Dersin başlamasına daha bir saat vardı bu yüzden eve gidip üzerimi giyinmem için vakit yeterliydi. Kafamı arkamda masanın üzerinde uyuyakalan kişiye çevirdim. Uyandırıp uyandırmamak arasında kararsız kalsamda bu düşüncemden hemen vazgeçip adımlarımı çıkışa yönlendirdim.

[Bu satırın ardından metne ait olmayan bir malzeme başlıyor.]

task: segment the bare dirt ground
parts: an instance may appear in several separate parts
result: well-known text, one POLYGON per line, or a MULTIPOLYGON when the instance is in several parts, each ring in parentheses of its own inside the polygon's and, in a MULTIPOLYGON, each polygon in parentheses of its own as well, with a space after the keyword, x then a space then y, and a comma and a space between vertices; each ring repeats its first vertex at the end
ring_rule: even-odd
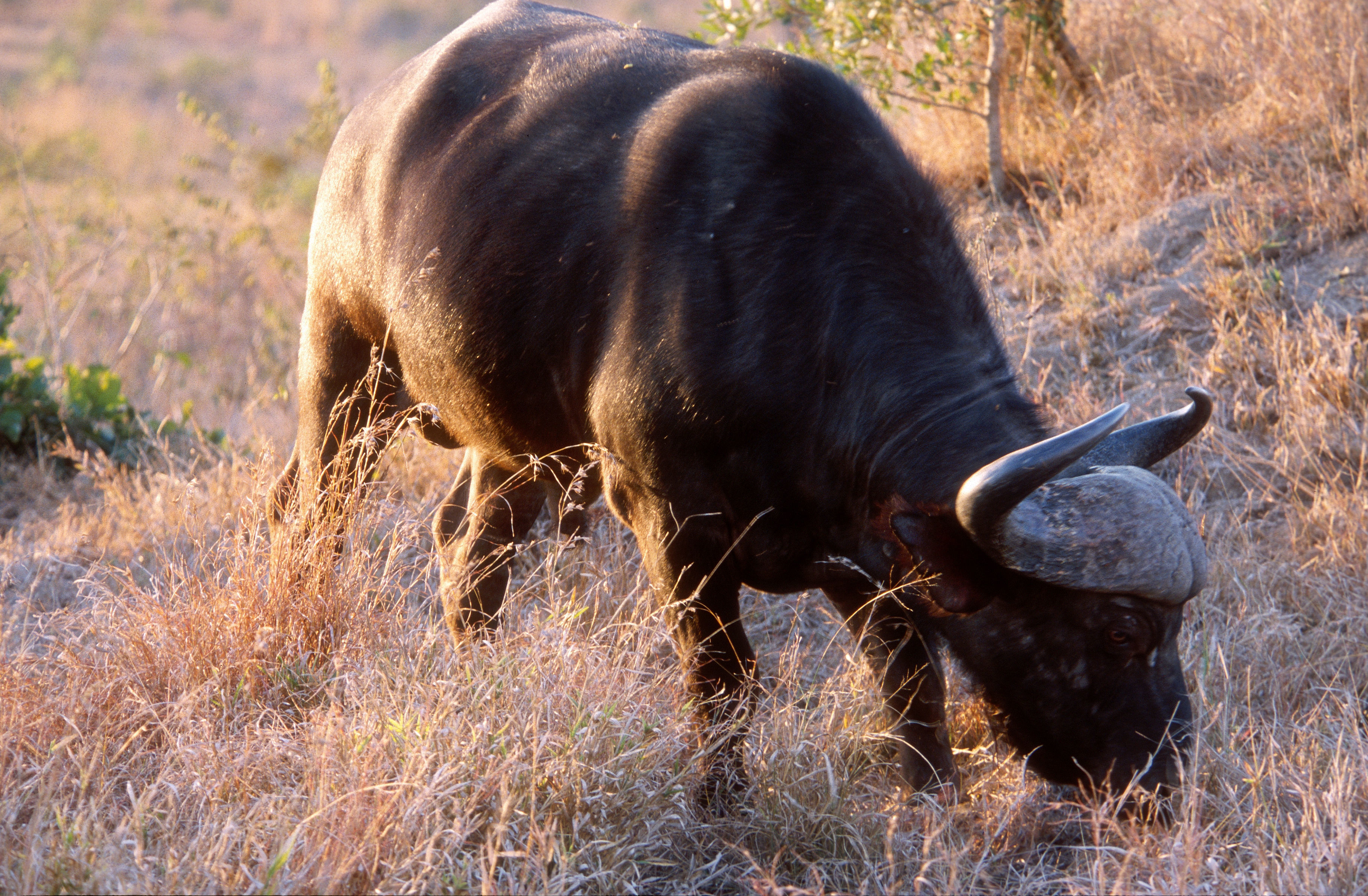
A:
POLYGON ((953 670, 966 799, 900 792, 819 595, 747 595, 769 687, 755 788, 736 817, 696 815, 631 533, 602 508, 586 544, 543 525, 506 629, 453 644, 427 520, 456 458, 413 438, 349 506, 343 561, 278 558, 309 587, 272 588, 263 503, 293 438, 316 135, 473 10, 0 4, 19 347, 108 364, 138 408, 181 420, 189 401, 227 431, 135 469, 0 461, 0 891, 1363 889, 1368 7, 1071 4, 1099 94, 1045 90, 1027 75, 1049 60, 1014 57, 1005 207, 984 197, 975 122, 889 116, 1060 425, 1120 399, 1171 410, 1194 383, 1219 398, 1157 468, 1213 565, 1182 636, 1198 746, 1170 826, 1027 774, 953 670))

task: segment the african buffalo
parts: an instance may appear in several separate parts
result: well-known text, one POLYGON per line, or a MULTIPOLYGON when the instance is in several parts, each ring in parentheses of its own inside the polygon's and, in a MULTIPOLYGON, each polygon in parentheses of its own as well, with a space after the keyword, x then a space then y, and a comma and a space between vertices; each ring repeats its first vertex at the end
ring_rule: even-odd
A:
POLYGON ((514 477, 528 456, 601 461, 591 491, 636 533, 714 747, 709 799, 740 780, 743 584, 826 592, 917 788, 956 780, 941 642, 1044 776, 1174 774, 1207 561, 1142 468, 1209 395, 1045 438, 934 187, 817 64, 484 7, 338 133, 298 375, 278 531, 301 483, 309 506, 350 472, 363 414, 466 446, 434 527, 458 637, 498 622, 510 546, 562 497, 514 477), (372 350, 379 386, 334 414, 372 350))

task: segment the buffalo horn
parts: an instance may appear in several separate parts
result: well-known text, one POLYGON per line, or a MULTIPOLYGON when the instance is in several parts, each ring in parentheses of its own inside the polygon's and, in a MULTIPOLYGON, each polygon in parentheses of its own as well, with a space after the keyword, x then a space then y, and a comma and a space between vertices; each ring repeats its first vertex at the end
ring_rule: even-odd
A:
POLYGON ((1127 404, 1118 405, 1081 427, 981 466, 959 487, 955 499, 959 524, 979 547, 996 554, 997 529, 1012 508, 1105 439, 1129 409, 1127 404))
POLYGON ((1186 393, 1193 404, 1163 417, 1112 432, 1099 442, 1097 447, 1066 466, 1057 479, 1082 476, 1094 466, 1148 469, 1181 449, 1207 425, 1212 406, 1212 395, 1205 388, 1189 386, 1186 393))

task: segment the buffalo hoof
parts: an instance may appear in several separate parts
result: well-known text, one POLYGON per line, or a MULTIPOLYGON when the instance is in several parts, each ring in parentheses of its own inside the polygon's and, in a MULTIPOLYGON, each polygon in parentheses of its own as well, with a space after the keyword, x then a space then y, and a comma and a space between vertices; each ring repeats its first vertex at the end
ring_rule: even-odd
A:
POLYGON ((941 744, 929 744, 925 750, 914 750, 902 744, 897 750, 903 780, 918 793, 932 793, 937 802, 953 804, 959 802, 963 789, 963 776, 955 765, 949 750, 941 744))
POLYGON ((751 782, 744 772, 737 769, 710 769, 694 795, 699 814, 711 818, 726 818, 746 804, 746 793, 751 782))

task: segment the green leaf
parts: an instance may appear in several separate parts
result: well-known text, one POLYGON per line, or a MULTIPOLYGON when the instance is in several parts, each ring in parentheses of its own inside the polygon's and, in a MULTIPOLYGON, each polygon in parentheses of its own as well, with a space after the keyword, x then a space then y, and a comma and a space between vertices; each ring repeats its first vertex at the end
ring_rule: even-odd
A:
POLYGON ((0 410, 0 435, 11 445, 19 445, 19 436, 23 435, 23 412, 14 405, 0 410))

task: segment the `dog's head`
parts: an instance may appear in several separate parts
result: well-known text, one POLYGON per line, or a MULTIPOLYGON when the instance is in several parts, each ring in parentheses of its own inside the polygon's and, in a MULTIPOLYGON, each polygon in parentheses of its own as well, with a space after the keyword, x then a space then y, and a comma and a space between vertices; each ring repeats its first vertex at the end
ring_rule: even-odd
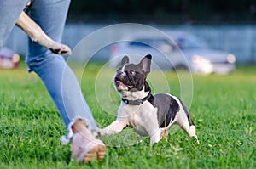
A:
POLYGON ((150 72, 151 59, 152 56, 148 54, 138 64, 132 64, 129 63, 129 58, 125 56, 114 77, 115 88, 121 93, 142 91, 150 72))

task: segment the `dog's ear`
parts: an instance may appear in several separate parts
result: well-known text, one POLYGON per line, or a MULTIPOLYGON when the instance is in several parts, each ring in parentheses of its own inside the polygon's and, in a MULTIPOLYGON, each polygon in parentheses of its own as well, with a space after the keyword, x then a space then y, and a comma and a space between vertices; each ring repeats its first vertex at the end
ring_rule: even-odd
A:
POLYGON ((140 66, 142 68, 142 70, 145 74, 150 72, 151 59, 152 59, 151 54, 148 54, 140 62, 140 66))
POLYGON ((124 56, 124 58, 122 59, 122 61, 121 61, 121 65, 124 65, 125 64, 128 64, 128 63, 129 63, 128 56, 124 56))

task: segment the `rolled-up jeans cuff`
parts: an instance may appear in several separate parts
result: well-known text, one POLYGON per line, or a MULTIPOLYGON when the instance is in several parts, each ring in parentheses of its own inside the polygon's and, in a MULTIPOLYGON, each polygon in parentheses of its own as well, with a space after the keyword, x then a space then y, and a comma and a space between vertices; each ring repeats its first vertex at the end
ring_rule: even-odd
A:
POLYGON ((71 121, 71 122, 68 124, 68 126, 67 126, 67 134, 61 136, 61 144, 63 145, 67 144, 72 140, 72 138, 73 138, 74 133, 73 132, 72 127, 78 120, 82 120, 83 122, 84 122, 84 124, 86 125, 86 128, 88 129, 89 132, 91 132, 91 133, 94 137, 96 137, 98 135, 98 129, 97 128, 92 129, 90 123, 86 119, 82 118, 80 116, 77 116, 77 117, 73 118, 71 121))

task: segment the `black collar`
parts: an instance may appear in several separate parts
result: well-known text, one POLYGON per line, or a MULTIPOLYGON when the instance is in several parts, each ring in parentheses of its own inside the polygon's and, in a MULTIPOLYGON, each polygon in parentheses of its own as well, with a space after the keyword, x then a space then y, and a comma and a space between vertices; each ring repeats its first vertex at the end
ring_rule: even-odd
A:
POLYGON ((141 104, 143 104, 144 101, 149 99, 149 98, 152 96, 151 93, 149 92, 149 93, 143 99, 137 99, 137 100, 128 100, 126 99, 122 98, 123 102, 125 102, 127 104, 131 104, 131 105, 140 105, 141 104))

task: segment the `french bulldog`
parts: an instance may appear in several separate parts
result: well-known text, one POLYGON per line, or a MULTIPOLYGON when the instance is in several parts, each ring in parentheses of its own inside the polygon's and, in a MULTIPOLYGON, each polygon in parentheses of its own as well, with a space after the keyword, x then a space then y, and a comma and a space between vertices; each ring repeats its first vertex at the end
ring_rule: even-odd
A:
POLYGON ((125 56, 113 79, 116 90, 122 97, 117 119, 100 130, 100 135, 111 135, 131 127, 141 136, 149 136, 150 144, 162 138, 167 140, 169 129, 177 124, 189 137, 195 134, 195 127, 183 102, 168 93, 153 95, 147 76, 150 72, 152 56, 143 58, 138 64, 129 63, 125 56))

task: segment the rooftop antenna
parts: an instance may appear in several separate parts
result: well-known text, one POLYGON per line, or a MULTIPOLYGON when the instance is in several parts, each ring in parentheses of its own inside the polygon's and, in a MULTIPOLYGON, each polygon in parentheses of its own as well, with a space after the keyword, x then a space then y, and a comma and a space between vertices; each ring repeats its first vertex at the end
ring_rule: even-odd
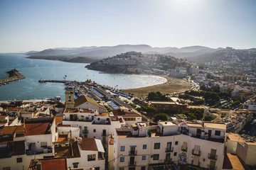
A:
POLYGON ((63 76, 64 81, 65 81, 66 78, 67 78, 67 75, 65 75, 65 76, 63 76))

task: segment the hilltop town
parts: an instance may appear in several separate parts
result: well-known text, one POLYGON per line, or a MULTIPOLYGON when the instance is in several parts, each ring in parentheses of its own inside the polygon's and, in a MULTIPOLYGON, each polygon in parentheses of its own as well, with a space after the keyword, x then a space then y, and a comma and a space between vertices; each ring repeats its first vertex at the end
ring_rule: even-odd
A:
POLYGON ((254 82, 206 71, 185 80, 188 91, 146 98, 88 79, 66 81, 63 101, 1 101, 0 168, 253 169, 254 82))
POLYGON ((143 96, 91 79, 41 79, 64 83, 65 98, 0 101, 0 169, 255 169, 255 53, 216 52, 204 64, 128 52, 86 66, 168 79, 143 96))

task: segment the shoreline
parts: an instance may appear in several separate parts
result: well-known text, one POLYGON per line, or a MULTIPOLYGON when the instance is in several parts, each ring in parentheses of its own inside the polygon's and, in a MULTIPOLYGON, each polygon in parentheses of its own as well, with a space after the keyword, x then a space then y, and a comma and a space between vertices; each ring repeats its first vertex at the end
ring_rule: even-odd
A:
POLYGON ((133 94, 136 97, 147 96, 151 91, 160 91, 163 94, 172 94, 174 92, 180 92, 188 90, 190 88, 190 84, 183 79, 171 77, 163 75, 156 75, 165 78, 167 81, 156 85, 140 87, 136 89, 121 89, 120 91, 133 94))
POLYGON ((14 69, 11 71, 7 72, 8 77, 0 79, 0 85, 6 85, 6 84, 10 83, 11 81, 23 79, 26 77, 18 72, 18 70, 14 69))

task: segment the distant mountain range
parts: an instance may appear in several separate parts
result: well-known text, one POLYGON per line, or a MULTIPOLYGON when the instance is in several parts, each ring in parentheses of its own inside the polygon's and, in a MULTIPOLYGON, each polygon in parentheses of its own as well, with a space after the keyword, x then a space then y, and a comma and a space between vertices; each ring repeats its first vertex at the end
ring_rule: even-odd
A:
MULTIPOLYGON (((60 47, 47 49, 40 52, 31 51, 25 54, 29 58, 58 60, 65 62, 91 62, 108 57, 124 53, 129 51, 141 52, 144 54, 161 54, 171 55, 177 58, 184 58, 198 63, 210 62, 216 60, 220 52, 224 48, 210 48, 203 46, 191 46, 177 47, 152 47, 148 45, 119 45, 117 46, 60 47), (79 60, 74 60, 79 57, 79 60), (63 60, 62 60, 63 58, 63 60)), ((256 48, 239 50, 256 52, 256 48)), ((222 54, 222 53, 221 53, 222 54)))

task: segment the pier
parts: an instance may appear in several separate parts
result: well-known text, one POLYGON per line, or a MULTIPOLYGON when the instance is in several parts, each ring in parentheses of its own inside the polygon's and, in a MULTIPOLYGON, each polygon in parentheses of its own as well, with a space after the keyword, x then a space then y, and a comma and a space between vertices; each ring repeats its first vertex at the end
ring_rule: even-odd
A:
POLYGON ((40 79, 38 80, 39 83, 67 83, 70 82, 70 81, 65 81, 65 80, 44 80, 40 79))
POLYGON ((0 85, 1 84, 5 85, 6 84, 9 84, 11 81, 20 80, 20 79, 23 79, 26 78, 21 74, 20 74, 18 70, 16 70, 15 69, 7 72, 7 74, 9 74, 9 77, 4 78, 4 79, 0 79, 0 85))

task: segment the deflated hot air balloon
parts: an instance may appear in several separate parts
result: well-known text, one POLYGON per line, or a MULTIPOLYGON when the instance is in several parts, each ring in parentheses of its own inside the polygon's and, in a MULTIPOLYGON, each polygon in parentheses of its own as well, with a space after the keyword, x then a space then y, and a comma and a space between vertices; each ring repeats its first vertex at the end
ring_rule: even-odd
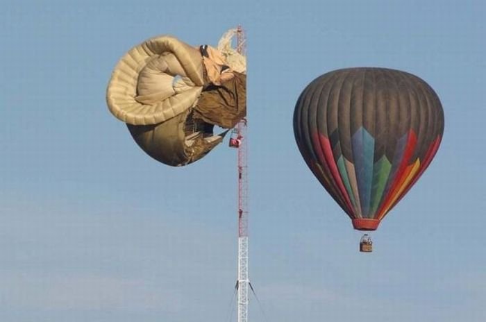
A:
POLYGON ((171 36, 133 47, 115 68, 106 101, 149 155, 171 166, 192 163, 246 116, 246 59, 231 47, 231 29, 217 48, 171 36))
MULTIPOLYGON (((354 228, 374 230, 434 158, 444 112, 434 90, 414 75, 350 68, 307 86, 294 131, 308 166, 354 228)), ((360 250, 371 245, 366 235, 360 250)))

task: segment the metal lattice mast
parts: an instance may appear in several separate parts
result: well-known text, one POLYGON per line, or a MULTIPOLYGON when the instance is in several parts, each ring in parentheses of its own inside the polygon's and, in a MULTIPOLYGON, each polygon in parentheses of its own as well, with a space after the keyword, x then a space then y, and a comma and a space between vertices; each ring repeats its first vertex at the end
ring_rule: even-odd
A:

Eve gitmem on dakikamı almıştı. Dışarıdaki soğuk havanın verdiği üşümeyle hızlıca banyoya ilerleyip sıcak bir duşun altında gevşemeye çalıştım. Ben hiç bir zaman tam olarak gevşeyemezdim gerçi.

Hızlıca yaptığım banyonun ardından okul kıyafetlerimi giyinip saate baktığımda vaktimin daraldığını görmemle evden çıkmam bir olmuştu.

Son dakika yetiştiğim iki saatlik fizik dersinin bitişinde hocanın kaş göz hareketlerinden beni yanına çağırdığını anladığımda derin bir nefes alarak ayaklandım.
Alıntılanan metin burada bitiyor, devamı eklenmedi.